LorrinWWW / two-are-better-than-one

Code associated with the paper **Two are Better Than One: Joint Entity and Relation Extraction with Table-Sequence Encoders**, at EMNLP 2020
196 stars 47 forks source link

Custom dataset - change from MD-RNN to CNN #23

Open zoezyn opened 2 years ago

zoezyn commented 2 years ago

Hello! I am trying your model on my tiny dataset. Would it be possible for you to publish or send me the model with CNN instead of MD-RNN? Since CNN is enough for my small dataset, I would like to reduce the complexity of the model.

LorrinWWW commented 2 years ago

If you want to reduce the memory usage and improve the training speed, I would recommend you to reduce the hidden size "hidden_dim" (e.g. 100) and the number of layers "num_layers" (e.g. 2).

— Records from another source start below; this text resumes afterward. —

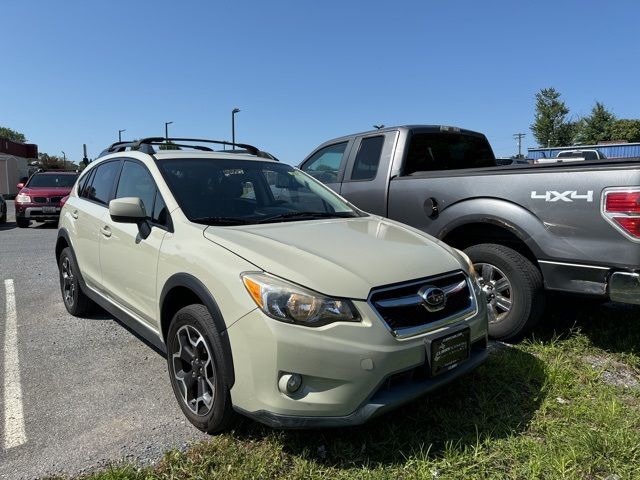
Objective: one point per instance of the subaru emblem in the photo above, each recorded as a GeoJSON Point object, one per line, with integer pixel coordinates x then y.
{"type": "Point", "coordinates": [433, 298]}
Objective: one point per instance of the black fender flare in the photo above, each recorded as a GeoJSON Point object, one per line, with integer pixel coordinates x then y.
{"type": "Point", "coordinates": [191, 282]}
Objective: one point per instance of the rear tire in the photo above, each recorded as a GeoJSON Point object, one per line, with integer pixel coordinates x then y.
{"type": "Point", "coordinates": [514, 289]}
{"type": "Point", "coordinates": [74, 299]}
{"type": "Point", "coordinates": [195, 358]}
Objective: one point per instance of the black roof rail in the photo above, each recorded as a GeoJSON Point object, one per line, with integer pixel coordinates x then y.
{"type": "Point", "coordinates": [123, 146]}
{"type": "Point", "coordinates": [162, 140]}
{"type": "Point", "coordinates": [145, 145]}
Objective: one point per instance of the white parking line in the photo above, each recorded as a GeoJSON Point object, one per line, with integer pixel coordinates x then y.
{"type": "Point", "coordinates": [14, 434]}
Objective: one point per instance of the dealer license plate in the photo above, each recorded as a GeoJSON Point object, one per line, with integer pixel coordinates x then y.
{"type": "Point", "coordinates": [449, 351]}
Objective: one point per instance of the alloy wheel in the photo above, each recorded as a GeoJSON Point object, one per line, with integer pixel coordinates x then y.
{"type": "Point", "coordinates": [497, 289]}
{"type": "Point", "coordinates": [194, 370]}
{"type": "Point", "coordinates": [68, 282]}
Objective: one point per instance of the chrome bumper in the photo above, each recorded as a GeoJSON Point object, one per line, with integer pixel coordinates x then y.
{"type": "Point", "coordinates": [625, 287]}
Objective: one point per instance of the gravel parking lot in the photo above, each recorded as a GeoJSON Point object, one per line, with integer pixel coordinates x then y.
{"type": "Point", "coordinates": [77, 392]}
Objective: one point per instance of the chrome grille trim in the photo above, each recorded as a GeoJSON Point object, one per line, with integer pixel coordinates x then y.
{"type": "Point", "coordinates": [414, 300]}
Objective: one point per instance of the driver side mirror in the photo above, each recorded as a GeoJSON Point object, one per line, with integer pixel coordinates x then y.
{"type": "Point", "coordinates": [130, 210]}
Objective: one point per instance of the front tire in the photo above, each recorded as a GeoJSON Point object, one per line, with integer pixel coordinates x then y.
{"type": "Point", "coordinates": [513, 287]}
{"type": "Point", "coordinates": [74, 299]}
{"type": "Point", "coordinates": [196, 362]}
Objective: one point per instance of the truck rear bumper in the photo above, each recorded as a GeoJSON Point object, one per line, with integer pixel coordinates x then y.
{"type": "Point", "coordinates": [625, 287]}
{"type": "Point", "coordinates": [596, 281]}
{"type": "Point", "coordinates": [574, 278]}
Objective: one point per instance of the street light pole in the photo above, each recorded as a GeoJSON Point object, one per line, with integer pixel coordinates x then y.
{"type": "Point", "coordinates": [233, 126]}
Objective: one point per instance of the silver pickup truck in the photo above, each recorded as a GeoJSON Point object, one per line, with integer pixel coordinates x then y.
{"type": "Point", "coordinates": [529, 229]}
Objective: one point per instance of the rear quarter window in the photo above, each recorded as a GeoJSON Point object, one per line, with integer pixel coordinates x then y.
{"type": "Point", "coordinates": [447, 151]}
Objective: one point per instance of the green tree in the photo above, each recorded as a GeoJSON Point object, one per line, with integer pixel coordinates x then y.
{"type": "Point", "coordinates": [598, 126]}
{"type": "Point", "coordinates": [10, 134]}
{"type": "Point", "coordinates": [550, 127]}
{"type": "Point", "coordinates": [626, 129]}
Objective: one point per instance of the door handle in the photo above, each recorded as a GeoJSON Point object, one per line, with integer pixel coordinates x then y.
{"type": "Point", "coordinates": [431, 207]}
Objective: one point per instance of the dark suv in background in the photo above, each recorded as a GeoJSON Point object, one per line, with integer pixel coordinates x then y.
{"type": "Point", "coordinates": [41, 197]}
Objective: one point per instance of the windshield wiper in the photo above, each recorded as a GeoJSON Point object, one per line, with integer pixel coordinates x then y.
{"type": "Point", "coordinates": [221, 221]}
{"type": "Point", "coordinates": [288, 215]}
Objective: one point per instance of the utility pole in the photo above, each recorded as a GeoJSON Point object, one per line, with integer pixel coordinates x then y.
{"type": "Point", "coordinates": [233, 127]}
{"type": "Point", "coordinates": [519, 137]}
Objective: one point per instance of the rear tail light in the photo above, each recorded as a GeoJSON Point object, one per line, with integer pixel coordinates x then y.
{"type": "Point", "coordinates": [621, 208]}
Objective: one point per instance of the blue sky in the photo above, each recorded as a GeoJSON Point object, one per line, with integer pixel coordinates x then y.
{"type": "Point", "coordinates": [303, 72]}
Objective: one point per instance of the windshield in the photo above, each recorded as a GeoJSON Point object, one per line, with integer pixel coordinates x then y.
{"type": "Point", "coordinates": [239, 192]}
{"type": "Point", "coordinates": [51, 180]}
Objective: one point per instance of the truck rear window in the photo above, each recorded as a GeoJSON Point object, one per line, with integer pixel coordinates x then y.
{"type": "Point", "coordinates": [447, 151]}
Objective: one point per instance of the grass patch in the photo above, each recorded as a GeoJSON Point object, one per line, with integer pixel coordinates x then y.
{"type": "Point", "coordinates": [541, 409]}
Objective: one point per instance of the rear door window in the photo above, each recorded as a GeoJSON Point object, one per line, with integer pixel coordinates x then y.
{"type": "Point", "coordinates": [324, 165]}
{"type": "Point", "coordinates": [368, 158]}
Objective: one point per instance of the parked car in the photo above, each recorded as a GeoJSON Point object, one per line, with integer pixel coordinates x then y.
{"type": "Point", "coordinates": [298, 310]}
{"type": "Point", "coordinates": [528, 228]}
{"type": "Point", "coordinates": [573, 156]}
{"type": "Point", "coordinates": [40, 198]}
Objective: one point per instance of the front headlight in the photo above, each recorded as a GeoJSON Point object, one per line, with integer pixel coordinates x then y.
{"type": "Point", "coordinates": [471, 269]}
{"type": "Point", "coordinates": [291, 303]}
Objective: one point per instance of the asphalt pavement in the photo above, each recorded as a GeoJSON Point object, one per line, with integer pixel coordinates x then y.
{"type": "Point", "coordinates": [76, 393]}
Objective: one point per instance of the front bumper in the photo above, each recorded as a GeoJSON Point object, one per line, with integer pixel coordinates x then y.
{"type": "Point", "coordinates": [351, 371]}
{"type": "Point", "coordinates": [38, 212]}
{"type": "Point", "coordinates": [625, 287]}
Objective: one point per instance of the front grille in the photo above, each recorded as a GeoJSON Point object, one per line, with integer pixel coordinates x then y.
{"type": "Point", "coordinates": [404, 310]}
{"type": "Point", "coordinates": [54, 200]}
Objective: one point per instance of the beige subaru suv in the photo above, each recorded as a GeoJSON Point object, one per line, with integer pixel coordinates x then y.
{"type": "Point", "coordinates": [272, 296]}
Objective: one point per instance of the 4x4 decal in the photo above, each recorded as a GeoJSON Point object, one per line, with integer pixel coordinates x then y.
{"type": "Point", "coordinates": [568, 196]}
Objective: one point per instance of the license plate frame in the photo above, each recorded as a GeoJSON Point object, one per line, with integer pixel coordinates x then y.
{"type": "Point", "coordinates": [448, 351]}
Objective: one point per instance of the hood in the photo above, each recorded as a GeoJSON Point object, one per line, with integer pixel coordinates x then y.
{"type": "Point", "coordinates": [47, 191]}
{"type": "Point", "coordinates": [338, 257]}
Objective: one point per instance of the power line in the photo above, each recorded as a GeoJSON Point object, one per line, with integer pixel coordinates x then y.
{"type": "Point", "coordinates": [519, 137]}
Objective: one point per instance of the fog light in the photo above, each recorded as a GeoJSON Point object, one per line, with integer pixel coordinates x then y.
{"type": "Point", "coordinates": [290, 383]}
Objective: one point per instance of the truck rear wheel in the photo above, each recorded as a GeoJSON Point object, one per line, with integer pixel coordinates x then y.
{"type": "Point", "coordinates": [513, 287]}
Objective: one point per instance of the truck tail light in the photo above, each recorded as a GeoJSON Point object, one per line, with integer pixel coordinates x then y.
{"type": "Point", "coordinates": [621, 208]}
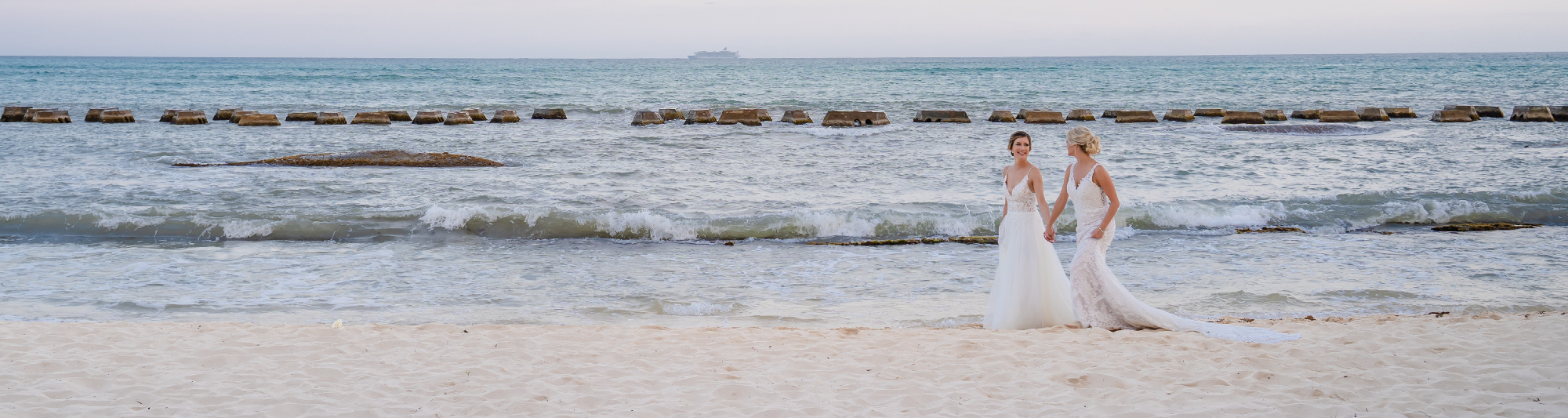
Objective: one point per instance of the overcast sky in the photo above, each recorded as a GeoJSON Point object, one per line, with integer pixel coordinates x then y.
{"type": "Point", "coordinates": [774, 29]}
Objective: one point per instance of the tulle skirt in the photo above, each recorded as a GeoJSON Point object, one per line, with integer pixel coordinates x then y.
{"type": "Point", "coordinates": [1031, 289]}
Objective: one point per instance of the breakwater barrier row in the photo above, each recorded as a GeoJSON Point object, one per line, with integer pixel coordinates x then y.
{"type": "Point", "coordinates": [833, 118]}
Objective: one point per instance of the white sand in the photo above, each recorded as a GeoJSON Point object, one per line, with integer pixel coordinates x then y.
{"type": "Point", "coordinates": [1371, 366]}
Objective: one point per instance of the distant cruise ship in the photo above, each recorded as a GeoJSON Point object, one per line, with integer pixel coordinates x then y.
{"type": "Point", "coordinates": [716, 54]}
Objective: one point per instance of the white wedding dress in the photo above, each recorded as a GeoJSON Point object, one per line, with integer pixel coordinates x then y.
{"type": "Point", "coordinates": [1098, 296]}
{"type": "Point", "coordinates": [1031, 291]}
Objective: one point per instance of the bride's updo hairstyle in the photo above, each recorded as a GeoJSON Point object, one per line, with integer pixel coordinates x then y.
{"type": "Point", "coordinates": [1014, 139]}
{"type": "Point", "coordinates": [1084, 139]}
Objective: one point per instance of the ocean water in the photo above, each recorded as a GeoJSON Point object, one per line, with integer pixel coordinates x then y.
{"type": "Point", "coordinates": [598, 222]}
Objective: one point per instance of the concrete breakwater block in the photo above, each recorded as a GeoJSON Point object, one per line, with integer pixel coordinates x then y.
{"type": "Point", "coordinates": [1123, 117]}
{"type": "Point", "coordinates": [260, 120]}
{"type": "Point", "coordinates": [191, 117]}
{"type": "Point", "coordinates": [1045, 118]}
{"type": "Point", "coordinates": [506, 117]}
{"type": "Point", "coordinates": [702, 117]}
{"type": "Point", "coordinates": [648, 117]}
{"type": "Point", "coordinates": [15, 114]}
{"type": "Point", "coordinates": [1534, 114]}
{"type": "Point", "coordinates": [848, 118]}
{"type": "Point", "coordinates": [1406, 112]}
{"type": "Point", "coordinates": [1310, 114]}
{"type": "Point", "coordinates": [943, 117]}
{"type": "Point", "coordinates": [117, 117]}
{"type": "Point", "coordinates": [96, 115]}
{"type": "Point", "coordinates": [747, 117]}
{"type": "Point", "coordinates": [1338, 117]}
{"type": "Point", "coordinates": [1081, 115]}
{"type": "Point", "coordinates": [394, 158]}
{"type": "Point", "coordinates": [234, 117]}
{"type": "Point", "coordinates": [225, 114]}
{"type": "Point", "coordinates": [670, 114]}
{"type": "Point", "coordinates": [1236, 117]}
{"type": "Point", "coordinates": [53, 117]}
{"type": "Point", "coordinates": [429, 117]}
{"type": "Point", "coordinates": [1003, 117]}
{"type": "Point", "coordinates": [1373, 115]}
{"type": "Point", "coordinates": [1451, 117]}
{"type": "Point", "coordinates": [397, 115]}
{"type": "Point", "coordinates": [1475, 115]}
{"type": "Point", "coordinates": [332, 118]}
{"type": "Point", "coordinates": [476, 114]}
{"type": "Point", "coordinates": [1489, 111]}
{"type": "Point", "coordinates": [796, 117]}
{"type": "Point", "coordinates": [550, 114]}
{"type": "Point", "coordinates": [371, 118]}
{"type": "Point", "coordinates": [1181, 115]}
{"type": "Point", "coordinates": [462, 117]}
{"type": "Point", "coordinates": [300, 117]}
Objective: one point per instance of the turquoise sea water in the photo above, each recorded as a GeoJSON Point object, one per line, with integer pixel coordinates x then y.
{"type": "Point", "coordinates": [598, 222]}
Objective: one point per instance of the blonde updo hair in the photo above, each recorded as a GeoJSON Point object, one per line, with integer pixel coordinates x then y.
{"type": "Point", "coordinates": [1084, 139]}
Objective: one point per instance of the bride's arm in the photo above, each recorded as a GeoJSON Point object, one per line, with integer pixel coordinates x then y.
{"type": "Point", "coordinates": [1103, 178]}
{"type": "Point", "coordinates": [1056, 209]}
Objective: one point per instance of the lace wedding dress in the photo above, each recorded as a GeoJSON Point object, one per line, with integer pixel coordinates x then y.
{"type": "Point", "coordinates": [1031, 291]}
{"type": "Point", "coordinates": [1098, 296]}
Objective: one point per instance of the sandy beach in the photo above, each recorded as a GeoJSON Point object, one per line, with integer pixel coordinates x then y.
{"type": "Point", "coordinates": [1511, 365]}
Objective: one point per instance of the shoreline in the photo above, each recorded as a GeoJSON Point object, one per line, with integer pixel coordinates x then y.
{"type": "Point", "coordinates": [1368, 365]}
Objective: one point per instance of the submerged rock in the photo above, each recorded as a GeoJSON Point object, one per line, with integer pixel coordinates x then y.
{"type": "Point", "coordinates": [1180, 115]}
{"type": "Point", "coordinates": [1136, 117]}
{"type": "Point", "coordinates": [1001, 117]}
{"type": "Point", "coordinates": [394, 158]}
{"type": "Point", "coordinates": [1081, 115]}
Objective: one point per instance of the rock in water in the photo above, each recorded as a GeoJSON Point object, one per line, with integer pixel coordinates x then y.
{"type": "Point", "coordinates": [260, 120]}
{"type": "Point", "coordinates": [302, 117]}
{"type": "Point", "coordinates": [796, 117]}
{"type": "Point", "coordinates": [702, 117]}
{"type": "Point", "coordinates": [1136, 117]}
{"type": "Point", "coordinates": [1451, 117]}
{"type": "Point", "coordinates": [1003, 117]}
{"type": "Point", "coordinates": [1181, 115]}
{"type": "Point", "coordinates": [459, 118]}
{"type": "Point", "coordinates": [1045, 118]}
{"type": "Point", "coordinates": [647, 117]}
{"type": "Point", "coordinates": [371, 118]}
{"type": "Point", "coordinates": [394, 158]}
{"type": "Point", "coordinates": [332, 118]}
{"type": "Point", "coordinates": [15, 114]}
{"type": "Point", "coordinates": [550, 114]}
{"type": "Point", "coordinates": [943, 117]}
{"type": "Point", "coordinates": [1373, 115]}
{"type": "Point", "coordinates": [1236, 117]}
{"type": "Point", "coordinates": [117, 117]}
{"type": "Point", "coordinates": [397, 115]}
{"type": "Point", "coordinates": [191, 117]}
{"type": "Point", "coordinates": [848, 118]}
{"type": "Point", "coordinates": [429, 117]}
{"type": "Point", "coordinates": [670, 114]}
{"type": "Point", "coordinates": [506, 117]}
{"type": "Point", "coordinates": [747, 117]}
{"type": "Point", "coordinates": [1338, 117]}
{"type": "Point", "coordinates": [476, 114]}
{"type": "Point", "coordinates": [1404, 112]}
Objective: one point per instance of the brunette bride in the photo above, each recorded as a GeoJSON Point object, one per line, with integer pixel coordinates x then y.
{"type": "Point", "coordinates": [1031, 289]}
{"type": "Point", "coordinates": [1098, 297]}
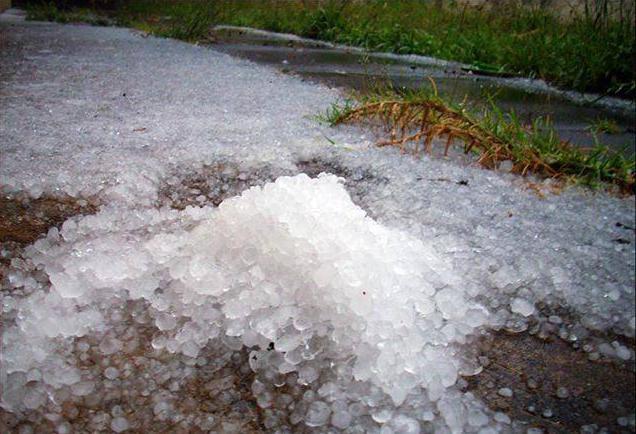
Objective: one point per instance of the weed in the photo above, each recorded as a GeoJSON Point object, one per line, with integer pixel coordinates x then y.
{"type": "Point", "coordinates": [414, 119]}
{"type": "Point", "coordinates": [594, 51]}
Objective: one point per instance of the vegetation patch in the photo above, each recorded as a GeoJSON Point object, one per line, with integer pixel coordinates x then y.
{"type": "Point", "coordinates": [413, 120]}
{"type": "Point", "coordinates": [592, 51]}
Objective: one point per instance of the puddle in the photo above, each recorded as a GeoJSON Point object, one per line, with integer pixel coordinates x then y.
{"type": "Point", "coordinates": [353, 69]}
{"type": "Point", "coordinates": [555, 387]}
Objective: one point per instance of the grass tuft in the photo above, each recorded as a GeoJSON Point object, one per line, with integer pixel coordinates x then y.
{"type": "Point", "coordinates": [416, 121]}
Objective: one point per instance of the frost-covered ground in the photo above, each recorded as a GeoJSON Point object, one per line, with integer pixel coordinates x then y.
{"type": "Point", "coordinates": [335, 304]}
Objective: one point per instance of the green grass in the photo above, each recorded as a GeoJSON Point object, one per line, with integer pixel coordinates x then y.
{"type": "Point", "coordinates": [49, 11]}
{"type": "Point", "coordinates": [589, 52]}
{"type": "Point", "coordinates": [412, 119]}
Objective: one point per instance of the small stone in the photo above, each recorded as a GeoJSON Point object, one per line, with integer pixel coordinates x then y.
{"type": "Point", "coordinates": [119, 424]}
{"type": "Point", "coordinates": [506, 392]}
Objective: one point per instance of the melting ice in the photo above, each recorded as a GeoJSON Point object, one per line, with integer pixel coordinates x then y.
{"type": "Point", "coordinates": [366, 317]}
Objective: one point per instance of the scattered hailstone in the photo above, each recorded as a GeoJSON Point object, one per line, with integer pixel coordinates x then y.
{"type": "Point", "coordinates": [361, 314]}
{"type": "Point", "coordinates": [522, 307]}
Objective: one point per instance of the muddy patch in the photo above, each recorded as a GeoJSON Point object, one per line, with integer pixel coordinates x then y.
{"type": "Point", "coordinates": [553, 386]}
{"type": "Point", "coordinates": [23, 220]}
{"type": "Point", "coordinates": [212, 184]}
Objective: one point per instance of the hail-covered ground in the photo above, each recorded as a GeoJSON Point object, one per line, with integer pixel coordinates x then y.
{"type": "Point", "coordinates": [220, 289]}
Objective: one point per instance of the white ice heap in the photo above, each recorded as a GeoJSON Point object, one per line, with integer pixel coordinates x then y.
{"type": "Point", "coordinates": [295, 263]}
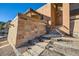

Moreover, the current code by default uses bidirectional MDRNN, as shown in "./models/joint_models": https://github.com/LorrinWWW/two-are-better-than-one/blob/b09a0f9fb1dff1ef6d4f4ade005099488e3b8111/models/joint_models.py#L183 To accelerate training, you can modify direction="B" to direction="" so as to use unidirectional RNN ("direction" could be "", "B", or "Q", which represent unidirectional, bidirectional, and quaddirectional RNN respectively).

If you still want to use CNN instead of MDRNN, you can create your version of table encoder, and replace the MDRNN-bsed one with it: https://github.com/LorrinWWW/two-are-better-than-one/blob/b09a0f9fb1dff1ef6d4f4ade005099488e3b8111/models/joint_models.py#L160-L161 If you are not in a hurry, I will look into this in the near future. Thank you for your understanding!

zoezyn commented 2 years ago

Thank you very much for the suggestions! I would still like to try with the CNN. I am looking into the code. I think I only need to change the module in gru.py right?